– Mieszkańcy są przerażeni! Gdzie się nie pojawię, to mnie pytają, czemu te niedźwiedzie jeszcze u nas są – mówi Adam Piątkowski, wójt gminy Solina. Bieszczadzkie miejscowości terroryzuje nie jeden, a kilka niedźwiedzi. Poczynają sobie śmiało, bo odwiedzają m.in. szkoły i przedszkola. – Jak on potraktuje przedszkolaka jak królika, to co wtedy będzie? Kto weźmie to na swoje sumienie? – pyta nie bez racji wójt.
Niedźwiedzie pojawiły się w ostatnim czasie w kilku bieszczadzkich miejscowościach, m.in. w Wołkowyi i Bukowcu. W Wielki Piątek i Wielką Sobotę jeden z nich postanowił wejść na teren szkoły i przedszkola w Bukowcu. Na szczęście dzięki przerwie wielkanocnej dzieci były w domu.
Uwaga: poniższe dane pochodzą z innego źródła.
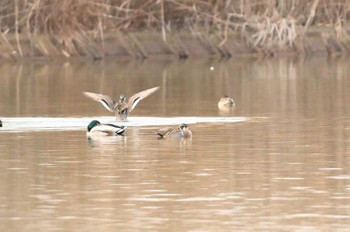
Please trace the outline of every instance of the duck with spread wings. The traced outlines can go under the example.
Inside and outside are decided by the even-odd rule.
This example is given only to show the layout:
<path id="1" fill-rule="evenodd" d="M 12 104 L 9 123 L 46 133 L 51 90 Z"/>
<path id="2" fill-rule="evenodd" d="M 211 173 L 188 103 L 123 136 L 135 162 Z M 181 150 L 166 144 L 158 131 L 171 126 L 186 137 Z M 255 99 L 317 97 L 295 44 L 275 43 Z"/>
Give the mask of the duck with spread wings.
<path id="1" fill-rule="evenodd" d="M 110 96 L 99 93 L 83 92 L 83 94 L 94 101 L 100 102 L 107 110 L 114 112 L 118 121 L 126 121 L 129 113 L 143 99 L 156 92 L 159 87 L 146 89 L 132 95 L 129 100 L 122 94 L 119 101 L 114 101 Z"/>

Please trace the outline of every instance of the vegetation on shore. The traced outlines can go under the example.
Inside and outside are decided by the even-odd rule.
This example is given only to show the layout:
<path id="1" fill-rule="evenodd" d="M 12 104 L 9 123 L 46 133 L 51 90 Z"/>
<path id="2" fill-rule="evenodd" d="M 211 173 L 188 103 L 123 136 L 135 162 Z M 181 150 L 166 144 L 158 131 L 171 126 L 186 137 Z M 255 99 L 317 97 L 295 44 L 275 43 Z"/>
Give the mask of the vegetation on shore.
<path id="1" fill-rule="evenodd" d="M 238 35 L 251 51 L 268 52 L 322 27 L 332 49 L 350 49 L 347 0 L 4 0 L 0 12 L 0 50 L 16 57 L 91 54 L 110 34 L 145 30 L 164 42 L 179 31 L 215 35 L 218 48 Z"/>

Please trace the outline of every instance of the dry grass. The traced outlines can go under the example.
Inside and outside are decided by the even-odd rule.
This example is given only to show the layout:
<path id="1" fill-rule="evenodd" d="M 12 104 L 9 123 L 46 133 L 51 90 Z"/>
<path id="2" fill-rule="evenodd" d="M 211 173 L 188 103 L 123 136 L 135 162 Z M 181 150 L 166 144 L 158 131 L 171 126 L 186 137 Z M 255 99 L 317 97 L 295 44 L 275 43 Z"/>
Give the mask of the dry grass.
<path id="1" fill-rule="evenodd" d="M 111 31 L 157 30 L 167 34 L 187 30 L 221 37 L 240 33 L 257 50 L 291 47 L 314 25 L 334 26 L 339 39 L 349 40 L 348 0 L 3 0 L 1 40 L 14 33 L 11 49 L 23 55 L 19 34 L 43 54 L 86 54 L 89 41 L 103 45 Z M 50 36 L 39 40 L 39 35 Z M 5 41 L 5 42 L 4 42 Z"/>

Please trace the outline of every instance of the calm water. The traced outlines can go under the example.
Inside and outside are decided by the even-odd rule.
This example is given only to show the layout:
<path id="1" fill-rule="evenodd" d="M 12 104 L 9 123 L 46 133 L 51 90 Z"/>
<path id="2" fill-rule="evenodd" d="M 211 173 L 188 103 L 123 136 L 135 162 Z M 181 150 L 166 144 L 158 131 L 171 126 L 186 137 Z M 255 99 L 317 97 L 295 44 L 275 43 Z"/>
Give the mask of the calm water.
<path id="1" fill-rule="evenodd" d="M 349 62 L 2 63 L 0 231 L 349 231 Z M 82 91 L 153 86 L 125 137 L 86 138 L 113 116 Z"/>

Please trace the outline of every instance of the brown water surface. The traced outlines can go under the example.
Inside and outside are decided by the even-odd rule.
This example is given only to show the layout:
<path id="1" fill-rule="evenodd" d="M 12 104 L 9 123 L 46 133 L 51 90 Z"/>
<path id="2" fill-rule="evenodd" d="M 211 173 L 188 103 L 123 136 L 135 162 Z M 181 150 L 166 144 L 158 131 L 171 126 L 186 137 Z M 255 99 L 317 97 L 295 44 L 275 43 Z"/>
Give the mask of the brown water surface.
<path id="1" fill-rule="evenodd" d="M 348 231 L 349 62 L 3 63 L 0 231 Z M 125 137 L 86 138 L 113 115 L 82 91 L 153 86 Z"/>

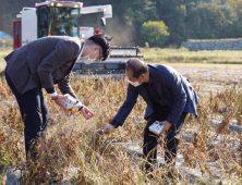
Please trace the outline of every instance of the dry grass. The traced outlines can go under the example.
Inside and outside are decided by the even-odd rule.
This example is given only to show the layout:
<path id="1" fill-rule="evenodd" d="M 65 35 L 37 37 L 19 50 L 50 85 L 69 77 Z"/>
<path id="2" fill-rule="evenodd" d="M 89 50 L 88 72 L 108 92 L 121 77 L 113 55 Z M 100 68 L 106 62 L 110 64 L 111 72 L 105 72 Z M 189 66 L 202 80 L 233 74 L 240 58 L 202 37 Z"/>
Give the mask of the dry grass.
<path id="1" fill-rule="evenodd" d="M 150 62 L 169 63 L 218 63 L 218 64 L 241 64 L 242 51 L 189 51 L 189 49 L 141 49 L 145 54 L 145 60 Z"/>
<path id="2" fill-rule="evenodd" d="M 177 61 L 172 54 L 180 50 L 146 50 L 145 54 L 149 61 L 161 60 Z M 167 51 L 167 53 L 166 53 Z M 147 52 L 150 52 L 147 54 Z M 204 60 L 209 53 L 206 52 L 184 52 L 185 60 L 191 61 L 191 55 L 198 55 L 196 61 Z M 232 52 L 226 53 L 216 51 L 218 60 L 229 58 Z M 239 52 L 240 55 L 240 51 Z M 160 59 L 162 55 L 166 59 Z M 170 57 L 169 57 L 170 54 Z M 225 54 L 225 55 L 219 55 Z M 238 58 L 240 58 L 238 55 Z M 196 55 L 197 57 L 197 55 Z M 213 55 L 211 55 L 213 57 Z M 242 57 L 242 55 L 241 55 Z M 237 58 L 237 57 L 235 57 Z M 194 58 L 195 60 L 195 58 Z M 205 71 L 221 70 L 238 71 L 240 65 L 213 65 L 213 64 L 181 64 L 172 63 L 174 67 L 187 67 L 187 70 L 206 69 Z M 189 72 L 187 72 L 189 73 Z M 215 178 L 227 180 L 229 183 L 240 184 L 242 174 L 242 137 L 239 132 L 230 130 L 230 123 L 233 120 L 235 124 L 242 124 L 242 91 L 240 76 L 233 78 L 214 76 L 213 79 L 194 74 L 191 76 L 192 84 L 199 96 L 198 119 L 189 115 L 184 128 L 184 135 L 192 138 L 191 141 L 182 139 L 179 153 L 182 155 L 184 162 L 182 166 L 198 169 L 203 174 L 208 174 L 210 181 L 195 177 L 192 184 L 215 184 Z M 235 85 L 225 85 L 228 82 Z M 220 83 L 225 88 L 204 92 L 208 83 Z M 201 85 L 203 83 L 203 85 Z M 205 84 L 206 83 L 206 84 Z M 23 123 L 20 118 L 17 104 L 14 96 L 9 89 L 4 78 L 0 78 L 0 168 L 13 165 L 21 169 L 24 173 L 23 184 L 31 182 L 46 184 L 56 178 L 68 178 L 74 184 L 164 184 L 166 180 L 167 168 L 156 170 L 148 180 L 140 165 L 143 159 L 131 157 L 125 148 L 118 143 L 128 140 L 137 141 L 140 146 L 143 143 L 143 130 L 146 122 L 143 120 L 146 108 L 142 98 L 138 98 L 134 110 L 128 118 L 125 125 L 116 130 L 109 136 L 101 135 L 100 130 L 116 115 L 120 106 L 126 96 L 126 81 L 120 79 L 100 79 L 97 83 L 92 79 L 75 78 L 71 81 L 72 87 L 80 100 L 90 108 L 96 116 L 86 121 L 77 111 L 63 111 L 57 104 L 53 104 L 48 96 L 47 102 L 50 110 L 50 121 L 46 139 L 39 144 L 39 160 L 29 168 L 25 164 Z M 218 118 L 220 115 L 220 118 Z M 217 126 L 213 125 L 213 120 L 220 119 Z M 161 148 L 160 156 L 164 155 L 164 141 L 159 141 Z M 209 163 L 213 162 L 219 166 L 219 172 L 215 171 Z M 32 175 L 31 170 L 37 172 Z M 51 175 L 47 175 L 49 172 Z M 0 174 L 0 184 L 4 182 L 5 169 Z M 192 178 L 192 177 L 191 177 Z M 180 184 L 190 184 L 190 176 L 183 176 Z M 228 184 L 229 184 L 228 183 Z"/>
<path id="3" fill-rule="evenodd" d="M 132 160 L 123 147 L 116 145 L 117 141 L 128 139 L 142 145 L 142 133 L 145 126 L 143 115 L 146 107 L 142 98 L 138 98 L 124 127 L 116 130 L 110 136 L 101 135 L 99 132 L 113 118 L 125 99 L 126 85 L 125 79 L 119 82 L 100 79 L 98 83 L 92 78 L 73 79 L 72 87 L 81 101 L 96 112 L 96 116 L 89 121 L 84 120 L 75 110 L 64 112 L 46 96 L 51 113 L 48 133 L 46 140 L 40 141 L 39 145 L 39 160 L 27 169 L 24 165 L 23 123 L 14 97 L 5 81 L 1 78 L 0 161 L 2 165 L 11 164 L 22 169 L 23 184 L 28 184 L 29 181 L 51 181 L 46 172 L 58 178 L 65 177 L 74 184 L 145 184 L 150 181 L 140 169 L 142 159 L 140 162 L 137 162 L 138 159 Z M 186 130 L 194 127 L 195 130 L 191 134 L 192 143 L 181 144 L 179 152 L 184 158 L 182 165 L 191 169 L 198 168 L 202 173 L 209 174 L 214 178 L 216 172 L 213 172 L 208 165 L 208 162 L 213 161 L 220 166 L 223 177 L 239 183 L 242 173 L 242 137 L 229 130 L 229 123 L 234 118 L 241 118 L 242 114 L 240 86 L 211 92 L 207 97 L 202 96 L 199 86 L 195 84 L 194 86 L 203 98 L 198 106 L 198 119 L 195 120 L 190 115 L 186 121 Z M 223 116 L 217 130 L 213 132 L 211 119 L 215 114 Z M 31 169 L 36 170 L 37 175 L 32 176 Z M 155 177 L 150 183 L 162 184 L 164 173 L 166 173 L 164 168 L 155 171 L 153 173 Z M 181 183 L 186 184 L 186 181 L 182 180 Z M 196 184 L 201 184 L 201 181 L 197 180 Z"/>

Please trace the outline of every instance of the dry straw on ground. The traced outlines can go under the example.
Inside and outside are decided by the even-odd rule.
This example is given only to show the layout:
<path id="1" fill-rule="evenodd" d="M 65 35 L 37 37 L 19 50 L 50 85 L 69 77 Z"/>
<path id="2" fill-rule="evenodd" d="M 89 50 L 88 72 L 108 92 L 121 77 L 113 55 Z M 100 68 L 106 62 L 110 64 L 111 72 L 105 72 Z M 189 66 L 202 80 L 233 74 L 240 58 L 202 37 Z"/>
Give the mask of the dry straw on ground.
<path id="1" fill-rule="evenodd" d="M 23 184 L 48 182 L 53 177 L 68 178 L 74 184 L 162 184 L 167 168 L 152 173 L 148 180 L 140 168 L 142 159 L 133 160 L 118 141 L 135 140 L 143 143 L 143 120 L 145 102 L 138 98 L 125 126 L 109 136 L 100 130 L 111 121 L 126 96 L 125 79 L 74 78 L 72 87 L 80 100 L 92 109 L 96 116 L 86 121 L 76 110 L 63 111 L 53 104 L 48 96 L 50 121 L 46 139 L 40 140 L 38 160 L 25 164 L 23 144 L 23 123 L 17 103 L 4 78 L 0 79 L 0 165 L 15 165 L 23 171 Z M 189 115 L 184 131 L 191 131 L 192 141 L 182 140 L 179 152 L 191 169 L 198 168 L 202 173 L 215 178 L 217 172 L 208 162 L 217 163 L 221 175 L 231 182 L 240 182 L 242 173 L 242 138 L 229 130 L 229 123 L 241 118 L 242 91 L 240 86 L 228 87 L 218 92 L 202 95 L 198 85 L 195 89 L 201 98 L 198 118 Z M 222 115 L 217 130 L 211 126 L 214 115 Z M 238 119 L 238 123 L 241 120 Z M 162 141 L 159 147 L 162 148 Z M 140 160 L 140 162 L 138 162 Z M 35 171 L 36 174 L 29 173 Z M 3 171 L 4 173 L 4 171 Z M 3 182 L 2 175 L 0 182 Z M 189 180 L 181 180 L 187 184 Z M 203 184 L 197 180 L 196 184 Z M 213 182 L 211 182 L 213 183 Z M 208 183 L 209 184 L 209 183 Z"/>

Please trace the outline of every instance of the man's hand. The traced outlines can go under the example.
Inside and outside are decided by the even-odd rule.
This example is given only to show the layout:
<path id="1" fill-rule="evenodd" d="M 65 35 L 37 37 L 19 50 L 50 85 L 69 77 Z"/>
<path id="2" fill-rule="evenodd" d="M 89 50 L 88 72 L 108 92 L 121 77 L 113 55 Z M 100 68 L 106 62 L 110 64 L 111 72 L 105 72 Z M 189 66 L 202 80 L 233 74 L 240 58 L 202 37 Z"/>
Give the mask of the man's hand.
<path id="1" fill-rule="evenodd" d="M 58 95 L 58 96 L 56 96 L 56 97 L 51 97 L 51 99 L 55 100 L 55 102 L 56 102 L 58 106 L 66 109 L 66 108 L 64 107 L 64 100 L 68 99 L 68 96 Z"/>
<path id="2" fill-rule="evenodd" d="M 108 124 L 104 127 L 104 133 L 105 134 L 110 134 L 114 130 L 114 126 L 111 124 Z"/>
<path id="3" fill-rule="evenodd" d="M 86 119 L 86 120 L 89 120 L 92 116 L 94 116 L 95 114 L 86 107 L 84 107 L 82 110 L 81 110 L 83 116 Z"/>
<path id="4" fill-rule="evenodd" d="M 165 133 L 166 131 L 168 131 L 168 130 L 172 126 L 172 124 L 170 124 L 170 123 L 167 122 L 167 121 L 159 122 L 159 124 L 160 124 L 160 125 L 164 125 L 164 128 L 162 128 L 162 131 L 160 132 L 160 134 Z"/>

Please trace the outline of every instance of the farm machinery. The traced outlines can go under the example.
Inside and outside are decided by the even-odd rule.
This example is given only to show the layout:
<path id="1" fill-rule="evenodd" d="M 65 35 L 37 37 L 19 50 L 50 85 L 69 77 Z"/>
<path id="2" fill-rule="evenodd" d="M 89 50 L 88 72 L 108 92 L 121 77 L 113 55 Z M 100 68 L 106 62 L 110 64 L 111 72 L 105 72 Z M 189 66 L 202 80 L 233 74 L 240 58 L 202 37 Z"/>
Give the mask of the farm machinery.
<path id="1" fill-rule="evenodd" d="M 87 39 L 100 34 L 93 27 L 80 27 L 81 15 L 102 12 L 101 25 L 106 25 L 106 18 L 112 17 L 112 7 L 94 5 L 83 7 L 82 2 L 72 1 L 46 1 L 36 3 L 35 8 L 23 8 L 16 15 L 20 21 L 13 22 L 13 48 L 17 49 L 33 40 L 47 36 L 71 36 Z M 95 61 L 92 64 L 76 63 L 73 71 L 86 74 L 117 74 L 125 73 L 125 62 L 130 58 L 143 58 L 137 47 L 112 47 L 110 58 L 106 61 Z"/>

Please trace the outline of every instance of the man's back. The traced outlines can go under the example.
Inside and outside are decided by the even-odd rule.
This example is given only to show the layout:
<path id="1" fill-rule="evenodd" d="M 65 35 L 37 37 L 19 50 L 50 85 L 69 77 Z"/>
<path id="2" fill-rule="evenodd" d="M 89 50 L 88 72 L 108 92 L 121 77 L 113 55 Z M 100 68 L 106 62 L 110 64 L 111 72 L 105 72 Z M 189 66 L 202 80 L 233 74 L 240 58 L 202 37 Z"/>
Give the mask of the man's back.
<path id="1" fill-rule="evenodd" d="M 77 37 L 44 37 L 7 55 L 4 58 L 7 61 L 7 73 L 16 89 L 24 94 L 45 83 L 40 82 L 41 76 L 38 74 L 38 70 L 41 70 L 44 63 L 52 67 L 50 71 L 68 71 L 71 67 L 72 60 L 77 57 L 80 50 L 81 40 Z M 63 62 L 68 64 L 62 67 L 59 66 Z M 56 76 L 56 78 L 63 78 L 63 76 Z"/>

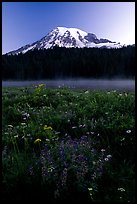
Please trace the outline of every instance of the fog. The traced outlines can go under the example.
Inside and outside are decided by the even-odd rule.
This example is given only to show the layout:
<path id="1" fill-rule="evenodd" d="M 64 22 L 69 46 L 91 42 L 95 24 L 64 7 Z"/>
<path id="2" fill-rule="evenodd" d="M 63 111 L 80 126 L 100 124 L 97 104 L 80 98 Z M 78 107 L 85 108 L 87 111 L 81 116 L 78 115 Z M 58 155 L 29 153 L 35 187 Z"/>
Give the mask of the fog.
<path id="1" fill-rule="evenodd" d="M 38 80 L 38 81 L 2 81 L 2 87 L 27 87 L 45 84 L 47 88 L 76 88 L 91 90 L 120 90 L 134 91 L 135 80 L 127 79 L 61 79 L 61 80 Z"/>

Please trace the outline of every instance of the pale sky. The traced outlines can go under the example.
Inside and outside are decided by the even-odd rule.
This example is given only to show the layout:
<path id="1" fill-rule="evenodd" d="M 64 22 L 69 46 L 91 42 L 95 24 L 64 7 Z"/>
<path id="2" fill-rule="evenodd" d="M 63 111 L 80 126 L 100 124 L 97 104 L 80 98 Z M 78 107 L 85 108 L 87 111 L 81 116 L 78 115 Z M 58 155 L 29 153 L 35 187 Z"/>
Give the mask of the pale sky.
<path id="1" fill-rule="evenodd" d="M 61 27 L 135 44 L 135 2 L 2 2 L 2 53 Z"/>

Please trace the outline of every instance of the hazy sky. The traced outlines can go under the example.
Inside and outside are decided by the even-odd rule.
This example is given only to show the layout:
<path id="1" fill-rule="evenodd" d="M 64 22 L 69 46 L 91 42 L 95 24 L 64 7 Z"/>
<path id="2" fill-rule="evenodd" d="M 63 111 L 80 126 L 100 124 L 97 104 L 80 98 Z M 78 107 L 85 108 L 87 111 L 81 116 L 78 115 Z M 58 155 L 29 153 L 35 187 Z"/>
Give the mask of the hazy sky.
<path id="1" fill-rule="evenodd" d="M 135 43 L 135 2 L 2 2 L 2 53 L 40 40 L 57 26 Z"/>

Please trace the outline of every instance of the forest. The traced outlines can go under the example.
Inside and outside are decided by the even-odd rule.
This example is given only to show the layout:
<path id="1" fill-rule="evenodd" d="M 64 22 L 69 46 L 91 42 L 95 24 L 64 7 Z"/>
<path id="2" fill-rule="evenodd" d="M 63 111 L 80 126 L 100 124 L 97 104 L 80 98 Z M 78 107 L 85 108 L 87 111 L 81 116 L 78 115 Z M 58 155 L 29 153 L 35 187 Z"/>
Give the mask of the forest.
<path id="1" fill-rule="evenodd" d="M 2 56 L 2 80 L 134 78 L 135 47 L 60 48 Z"/>

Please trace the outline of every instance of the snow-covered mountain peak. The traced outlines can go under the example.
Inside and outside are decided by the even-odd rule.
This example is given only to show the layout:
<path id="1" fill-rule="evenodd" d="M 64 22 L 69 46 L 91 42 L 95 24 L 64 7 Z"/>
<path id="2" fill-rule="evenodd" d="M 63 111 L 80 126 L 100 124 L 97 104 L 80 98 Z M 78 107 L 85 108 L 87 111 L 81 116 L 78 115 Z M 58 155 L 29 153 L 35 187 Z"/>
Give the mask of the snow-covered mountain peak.
<path id="1" fill-rule="evenodd" d="M 54 46 L 66 47 L 66 48 L 84 48 L 84 47 L 96 47 L 96 48 L 121 48 L 120 43 L 112 42 L 108 39 L 100 38 L 93 33 L 87 33 L 78 28 L 67 28 L 67 27 L 56 27 L 51 32 L 49 32 L 45 37 L 40 40 L 25 45 L 18 50 L 7 53 L 19 54 L 26 53 L 29 50 L 34 49 L 49 49 Z"/>

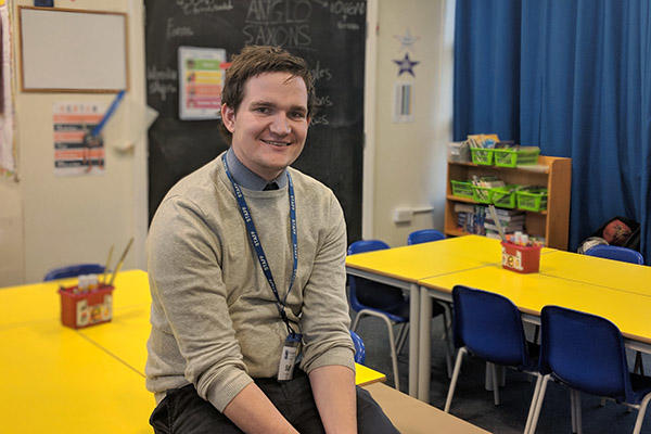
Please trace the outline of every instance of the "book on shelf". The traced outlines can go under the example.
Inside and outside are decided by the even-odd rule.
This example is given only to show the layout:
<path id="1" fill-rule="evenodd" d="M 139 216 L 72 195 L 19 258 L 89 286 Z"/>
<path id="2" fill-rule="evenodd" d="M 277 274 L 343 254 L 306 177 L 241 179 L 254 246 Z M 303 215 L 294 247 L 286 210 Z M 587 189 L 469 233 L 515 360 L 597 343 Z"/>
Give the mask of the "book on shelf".
<path id="1" fill-rule="evenodd" d="M 484 229 L 486 229 L 487 231 L 488 231 L 488 230 L 492 230 L 492 231 L 495 231 L 495 232 L 497 232 L 497 231 L 498 231 L 498 230 L 497 230 L 497 226 L 495 226 L 495 225 L 493 225 L 493 224 L 489 224 L 489 222 L 487 222 L 487 221 L 484 221 Z M 513 232 L 516 232 L 516 231 L 521 231 L 521 232 L 522 232 L 522 231 L 524 231 L 524 225 L 523 225 L 523 224 L 521 224 L 521 225 L 509 225 L 509 226 L 502 226 L 502 230 L 503 230 L 506 233 L 513 233 Z"/>
<path id="2" fill-rule="evenodd" d="M 495 213 L 500 217 L 524 216 L 526 213 L 520 209 L 495 208 Z"/>

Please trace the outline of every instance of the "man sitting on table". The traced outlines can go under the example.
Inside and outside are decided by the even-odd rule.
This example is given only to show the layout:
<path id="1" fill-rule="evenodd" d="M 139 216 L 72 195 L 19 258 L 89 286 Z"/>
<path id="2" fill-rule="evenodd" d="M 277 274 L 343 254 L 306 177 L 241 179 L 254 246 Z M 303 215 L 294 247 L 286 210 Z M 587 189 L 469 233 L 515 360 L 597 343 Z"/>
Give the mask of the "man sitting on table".
<path id="1" fill-rule="evenodd" d="M 314 103 L 304 60 L 242 50 L 222 91 L 230 149 L 156 212 L 146 362 L 156 433 L 397 432 L 355 387 L 341 206 L 289 167 Z"/>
– Jeśli chodzi o przedszkole w Bukowcu to nie był pierwszy raz – mówi Adam Piątkowski, wójt gminy Solina. – Po raz pierwszy był rok temu, a wtedy dzieci były na placu zabaw, a on przechodził przez siatkę, która nie stanowiła dla niego żadnego problemu – dodaje wójt.
Zima się skończyła, niedźwiedzie wróciły
Niedźwiedzie zatruwają życie mieszkańców od dwóch lat. Samorządowiec wylicza, że w tamtym roku tylko w Gminie Solina było 57 zgłoszonych zdarzeń z udziałem zwierząt. Na szczęście wyjątkowo dużo obrodziła buczyna w lesie, która uchodzi za niedźwiedzi przysmak. Więc mieszkańcy mieli chwilę spokoju. Do czasu.
Zagrożenie jest duże, sytuacja jest poważna i ludzie próbują coś zrobić My nie tragizujemy, tylko naprawdę się obawiamy. Rodzice zaczepiają mnie i pytają, kiedy w końcu coś z tym zrobimy, bo oni boją się dzieci wypuszczać z domu. Po zmroku to już w ogóle nikt nosa z domu nie wychyla.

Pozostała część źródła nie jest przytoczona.